“Welcome to Braggsville” by T. Geronimo Johnson (William Morrow, 384 pages, $25.99)
The basic story line of T. Geronimo Johnson’s novel “Welcome to Braggsville” is straightforward and intriguing.
Take four young, liberal-minded students at the University of California at Berkeley. Then send them on a class project that includes a fake lynching to be sprung during a Civil War re-enactment in a small Georgia town.
What possibly could go wrong?
Never miss a local story.
In Johnson’s telling, a lot can go wrong – both funny and frightful – as this cross-country mash-up of cultures provides a potent learning experience for the novel’s central figure, D’aron Davenport.
D’aron is a bright, gentle white student who grew up in Braggsville but fled to the more intellectually challenging environs of Berkeley. There he becomes fast friends with three classmates – Charlie, a black student-athlete; Louis, a Malaysian student with plans to be a stand-up comic; and Candice, a white student from Iowa whom D’aron would like to know as more than a friend.
While this may be the basic plot and cast of main characters, Johnson does not follow convention when it comes to structure and style. The narrative, for example, opens with a single sentence that runs on for more than a page of hip-hop-infused lingo that introduces D’aron through his youthful years – “D’aron the Daring, Derring, Derring-do, stealing base, christened D’aron Little May Davenport, DD to Nana, initials smothered in Southern-fried kisses …” – all leading up to his first day at Cal.
Over the course of the novel, scenes and events generally unfold in a more customary form, but the chronology is purposely choppy, and the dialogue at times encourages a second, closer reading.

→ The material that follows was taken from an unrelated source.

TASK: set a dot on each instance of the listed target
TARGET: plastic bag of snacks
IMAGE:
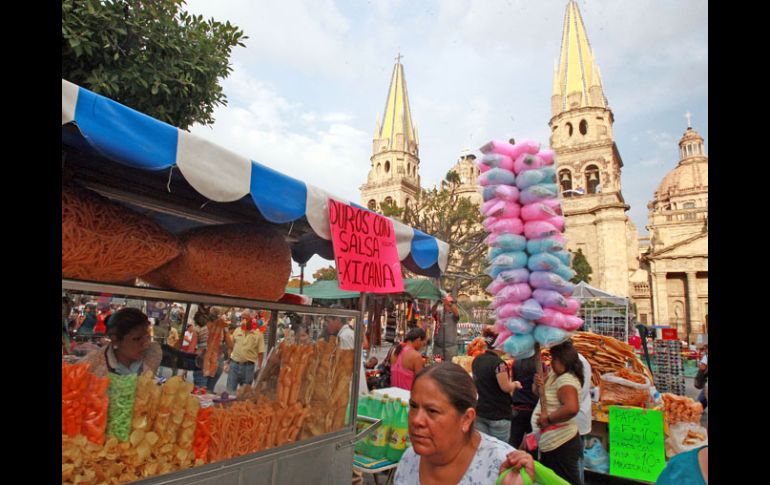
(625, 388)
(122, 391)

These narrative diversions and jazzy prose riffs will frustrate some readers but thrill others, and overall Johnson deftly pokes dark fun at a wide swath of culture, high and low. With subtle humor, he skewers a range of targets, from a professor’s “Salon de Chat” at the university in Berkeley (also known as “Berzerkeley”) to the yahoo world of Braggsville. The town bills itself as “The City That Love Built in the Heart of Georgia, Population 712.”
It doesn’t love everyone, however. Racial and gender issues are spun around by Johnson as D’aron is filled with dread over the mock lynching and its aftermath. But as 21st-century American culture crisscrosses with the nation’s history, Johnson’s story evokes more than satirical humor. A sense of conscience and moral purpose takes shape at the heart of the book.
This is Johnson’s second novel. His first, “Hold it ’til it Hurts,” was a finalist for the 2013 PEN/Faulkner award for fiction. His career includes teaching posts at UC Berkeley and the Iowa Writers Workshop.